A radioactive element` X` converts into another stable elemnet `Y`. Half-life of `X` is `2h`. Initally, only `X` is present. After time `t`, the ratio of atoms of `X` and `Y` is found to be `1:4` Then `t` in hours is .
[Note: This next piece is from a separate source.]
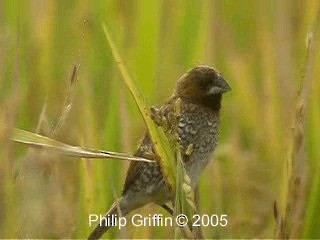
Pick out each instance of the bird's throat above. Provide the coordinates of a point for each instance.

To solve the problem, we need to analyze the decay of the radioactive element \( X \) and its conversion into the stable element \( Y \). ### Step-by-step Solution: 1. **Understanding the Half-life**: The half-life of element \( X \) is given as 2 hours. This means that after every 2 hours, half of the remaining atoms of \( X \) will have decayed into \( Y \). 2. **Initial Conditions**: Initially, we have \( n \) atoms of \( X \) and 0 atoms of \( Y \). 3. **After 1 Half-life (2 hours)**: - Remaining atoms of \( X \): \[ X = \frac{n}{2} \] - Atoms of \( Y \) produced: \[ Y = n - X = n - \frac{n}{2} = \frac{n}{2} \] - Ratio of \( X \) to \( Y \): \[ \text{Ratio} = \frac{X}{Y} = \frac{\frac{n}{2}}{\frac{n}{2}} = 1:1 \] 4. **After 2 Half-lives (4 hours)**: - Remaining atoms of \( X \): \[ X = \frac{n}{4} \] - Atoms of \( Y \) produced: \[ Y = n - X = n - \frac{n}{4} = \frac{3n}{4} \] - Ratio of \( X \) to \( Y \): \[ \text{Ratio} = \frac{X}{Y} = \frac{\frac{n}{4}}{\frac{3n}{4}} = 1:3 \] 5. **After 3 Half-lives (6 hours)**: - Remaining atoms of \( X \): \[ X = \frac{n}{8} \] - Atoms of \( Y \) produced: \[ Y = n - X = n - \frac{n}{8} = \frac{7n}{8} \] - Ratio of \( X \) to \( Y \): \[ \text{Ratio} = \frac{X}{Y} = \frac{\frac{n}{8}}{\frac{7n}{8}} = 1:7 \] 6. **Finding the Time for Ratio 1:4**: - We have found that at 4 hours the ratio is \( 1:3 \) and at 6 hours the ratio is \( 1:7 \). - Since the desired ratio \( 1:4 \) lies between these two ratios, we can conclude that the time \( t \) must be between 4 hours and 6 hours. ### Conclusion: Thus, the time \( t \) in hours when the ratio of atoms of \( X \) to \( Y \) is \( 1:4 \) is between 4 and 6 hours.